The second possibility is that $E$ is actually the same point as $C$. In this case, we get from the angles in $\triangle BED$ that

$$\measuredangle BED = 3x \;\;\to\;\; x + 3x + 20^{\circ} = 180^{\circ} \;\;\to\;\; x = 40^{\circ}$$

The final, third possibility to consider is that $E$ is to the right of $C$, i.e., those $2$ points are basically switched around in your diagram. We would then have $\measuredangle BCE = \measuredangle BEC = 180^{\circ}-3x$. Then using the sum of angles in $\triangle DEB$ gives that

$$x + (180^{\circ}-3x) + 20^{\circ} = 180^{\circ} \;\;\to\;\; -2x + 20^{\circ} = 0 \;\;\to\;\; x = 10^{\circ}$$

On the other hand, since $0^{\circ} \lt \measuredangle CBE \lt 20^{\circ}$, we get from $\triangle CBE$ that

$$\begin{equation}\begin{aligned} 180^{\circ} & \gt 2(180^{\circ}-3x) \gt 160^{\circ} \\ 180^{\circ} & \gt 360^{\circ}-6x \gt 160^{\circ} \\ -180^{\circ} & \gt -6x \gt -200^{\circ} \\ 30^{\circ} & \lt x \lt \frac{100}{3}^{\circ} \\ \end{aligned}\end{equation}$$

However, this contradicts the previous equation's result, so this third possibility is not a valid case.

Answer 2

The cicumdiameter of $\triangle BAD$ is $\frac{AB}{\sin(x)}$. The cicumdiameter of $\triangle BCD$ is $\frac{BC}{\sin(x)}$. These are equal since $AB=BC$.
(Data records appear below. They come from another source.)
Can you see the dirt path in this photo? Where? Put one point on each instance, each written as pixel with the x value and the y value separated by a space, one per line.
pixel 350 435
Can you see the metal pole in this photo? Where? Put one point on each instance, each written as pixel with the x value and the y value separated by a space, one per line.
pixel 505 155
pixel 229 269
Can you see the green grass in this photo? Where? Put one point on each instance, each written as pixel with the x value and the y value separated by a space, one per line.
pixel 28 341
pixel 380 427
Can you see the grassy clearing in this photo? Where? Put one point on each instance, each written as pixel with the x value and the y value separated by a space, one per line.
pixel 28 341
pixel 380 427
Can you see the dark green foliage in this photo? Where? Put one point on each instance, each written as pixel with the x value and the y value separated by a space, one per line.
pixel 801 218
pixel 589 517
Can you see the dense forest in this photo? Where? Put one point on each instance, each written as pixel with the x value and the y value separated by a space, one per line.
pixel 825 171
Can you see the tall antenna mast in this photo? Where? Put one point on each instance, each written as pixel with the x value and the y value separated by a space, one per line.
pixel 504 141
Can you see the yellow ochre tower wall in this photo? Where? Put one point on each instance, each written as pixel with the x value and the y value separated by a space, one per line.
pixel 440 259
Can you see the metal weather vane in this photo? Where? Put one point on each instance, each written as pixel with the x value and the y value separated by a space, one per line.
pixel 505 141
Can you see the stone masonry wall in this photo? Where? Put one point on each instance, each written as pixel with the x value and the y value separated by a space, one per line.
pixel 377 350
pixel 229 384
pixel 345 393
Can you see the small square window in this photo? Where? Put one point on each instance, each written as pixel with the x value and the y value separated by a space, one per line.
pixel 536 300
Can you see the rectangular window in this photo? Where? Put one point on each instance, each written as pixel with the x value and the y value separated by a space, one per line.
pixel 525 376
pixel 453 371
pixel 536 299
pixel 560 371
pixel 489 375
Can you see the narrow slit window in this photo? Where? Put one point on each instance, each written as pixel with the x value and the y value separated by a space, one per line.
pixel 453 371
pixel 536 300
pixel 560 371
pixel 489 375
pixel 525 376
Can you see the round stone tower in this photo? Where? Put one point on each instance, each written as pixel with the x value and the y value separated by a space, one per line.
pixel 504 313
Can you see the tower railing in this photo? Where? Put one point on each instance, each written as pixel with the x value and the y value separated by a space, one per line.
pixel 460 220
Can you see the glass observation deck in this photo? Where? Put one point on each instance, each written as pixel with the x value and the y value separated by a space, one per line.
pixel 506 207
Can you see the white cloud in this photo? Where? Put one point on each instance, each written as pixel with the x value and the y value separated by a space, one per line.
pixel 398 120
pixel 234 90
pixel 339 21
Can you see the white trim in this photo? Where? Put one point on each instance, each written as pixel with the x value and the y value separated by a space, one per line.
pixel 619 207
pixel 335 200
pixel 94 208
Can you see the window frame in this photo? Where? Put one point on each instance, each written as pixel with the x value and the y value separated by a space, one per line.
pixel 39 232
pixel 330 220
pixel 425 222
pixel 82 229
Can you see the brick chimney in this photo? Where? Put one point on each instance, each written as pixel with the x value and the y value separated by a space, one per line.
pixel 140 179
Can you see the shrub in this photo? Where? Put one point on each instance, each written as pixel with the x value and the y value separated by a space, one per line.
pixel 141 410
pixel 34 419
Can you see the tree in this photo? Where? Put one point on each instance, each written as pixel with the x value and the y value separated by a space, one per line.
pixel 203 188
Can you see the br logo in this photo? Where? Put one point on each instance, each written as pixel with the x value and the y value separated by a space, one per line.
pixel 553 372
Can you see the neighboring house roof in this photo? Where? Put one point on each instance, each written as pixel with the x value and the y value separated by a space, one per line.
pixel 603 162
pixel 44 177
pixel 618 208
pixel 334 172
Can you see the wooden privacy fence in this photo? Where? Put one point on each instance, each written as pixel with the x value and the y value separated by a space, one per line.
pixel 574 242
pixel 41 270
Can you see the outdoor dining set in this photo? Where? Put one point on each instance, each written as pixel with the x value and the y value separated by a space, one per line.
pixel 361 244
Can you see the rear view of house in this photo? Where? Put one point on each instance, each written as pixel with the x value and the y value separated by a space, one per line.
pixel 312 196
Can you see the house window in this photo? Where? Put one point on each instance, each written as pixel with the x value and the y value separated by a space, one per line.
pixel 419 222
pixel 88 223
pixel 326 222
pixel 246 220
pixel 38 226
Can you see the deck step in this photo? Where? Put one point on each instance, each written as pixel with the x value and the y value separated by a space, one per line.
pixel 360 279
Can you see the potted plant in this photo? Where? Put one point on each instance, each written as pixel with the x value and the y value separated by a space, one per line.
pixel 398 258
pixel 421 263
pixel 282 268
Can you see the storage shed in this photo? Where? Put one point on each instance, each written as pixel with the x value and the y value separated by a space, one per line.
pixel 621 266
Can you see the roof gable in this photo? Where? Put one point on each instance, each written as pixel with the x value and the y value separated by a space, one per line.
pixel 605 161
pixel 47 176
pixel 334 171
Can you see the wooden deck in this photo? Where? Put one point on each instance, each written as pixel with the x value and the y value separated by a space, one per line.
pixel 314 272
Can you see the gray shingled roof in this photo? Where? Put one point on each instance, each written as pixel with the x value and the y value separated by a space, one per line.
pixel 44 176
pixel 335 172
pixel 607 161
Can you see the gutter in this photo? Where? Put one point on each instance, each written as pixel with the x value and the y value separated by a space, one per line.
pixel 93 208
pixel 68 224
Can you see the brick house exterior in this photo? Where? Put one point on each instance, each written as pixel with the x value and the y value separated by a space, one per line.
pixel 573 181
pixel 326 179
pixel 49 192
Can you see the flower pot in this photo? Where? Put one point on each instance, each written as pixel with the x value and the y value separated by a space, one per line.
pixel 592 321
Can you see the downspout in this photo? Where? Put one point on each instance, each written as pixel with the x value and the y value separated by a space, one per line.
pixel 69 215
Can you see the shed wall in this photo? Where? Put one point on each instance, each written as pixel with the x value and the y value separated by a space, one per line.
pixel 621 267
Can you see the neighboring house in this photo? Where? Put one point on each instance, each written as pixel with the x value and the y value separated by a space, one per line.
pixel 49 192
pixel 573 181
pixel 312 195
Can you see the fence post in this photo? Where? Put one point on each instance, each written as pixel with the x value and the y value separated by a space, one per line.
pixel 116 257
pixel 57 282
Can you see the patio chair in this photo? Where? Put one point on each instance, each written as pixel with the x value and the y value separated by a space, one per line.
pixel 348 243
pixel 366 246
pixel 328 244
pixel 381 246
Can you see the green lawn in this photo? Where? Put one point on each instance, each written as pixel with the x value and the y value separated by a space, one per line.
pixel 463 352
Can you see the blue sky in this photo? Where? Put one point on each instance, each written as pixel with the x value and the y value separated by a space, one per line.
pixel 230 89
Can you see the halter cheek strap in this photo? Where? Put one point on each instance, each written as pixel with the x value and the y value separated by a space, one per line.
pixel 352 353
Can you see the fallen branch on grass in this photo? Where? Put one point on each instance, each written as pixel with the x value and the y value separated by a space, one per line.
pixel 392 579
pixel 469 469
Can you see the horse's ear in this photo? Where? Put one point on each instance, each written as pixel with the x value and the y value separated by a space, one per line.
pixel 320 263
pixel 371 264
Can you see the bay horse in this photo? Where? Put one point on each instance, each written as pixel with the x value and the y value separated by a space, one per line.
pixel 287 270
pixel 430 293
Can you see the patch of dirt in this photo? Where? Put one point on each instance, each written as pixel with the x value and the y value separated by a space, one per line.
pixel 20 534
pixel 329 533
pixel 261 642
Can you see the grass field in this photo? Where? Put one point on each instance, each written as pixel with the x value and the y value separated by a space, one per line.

Since $BD$ is a chord of both the circumcircle of $\triangle BAD$ and the circumcircle of $\triangle BCD$, we get that either $\angle BAD=\angle BCD$ or $\angle BAD=180^{\large\circ}-\angle BCD$. That is, there are two solutions.

---

Solution 1: $\angle BAD=\color{#C00}{\angle BCD}$.

Since the angles in $\triangle BAD$ sum to $180^{\large\circ}$, $$ x+\color{#C00}{3x}+20^{\large\circ}=180^{\large\circ}\implies x=40^{\large\circ}\tag1 $$

$\triangle BAD$ and $\triangle BCD$ are both $20^{\large\circ}{-}120^{\large\circ}{-}40^{\large\circ}$.

---

Solution 2: $\angle BAD=\color{#C00}{180^{\large\circ}-\angle BCD}$.

Since the angles in $\triangle BAD$ sum to $180^{\large\circ}$, $$ x+\color{#C00}{180^{\large\circ}-3x}+20^{\large\circ}=180^{\large\circ}\implies x=10^{\large\circ}\tag2 $$

$\triangle BAD$ is $20^{\large\circ}{-}150^{\large\circ}{-}10^{\large\circ}$ and $\triangle BCD$ is $140^{\large\circ}{-}30^{\large\circ}{-}10^{\large\circ}$.

Solution 2 is the one found in the question.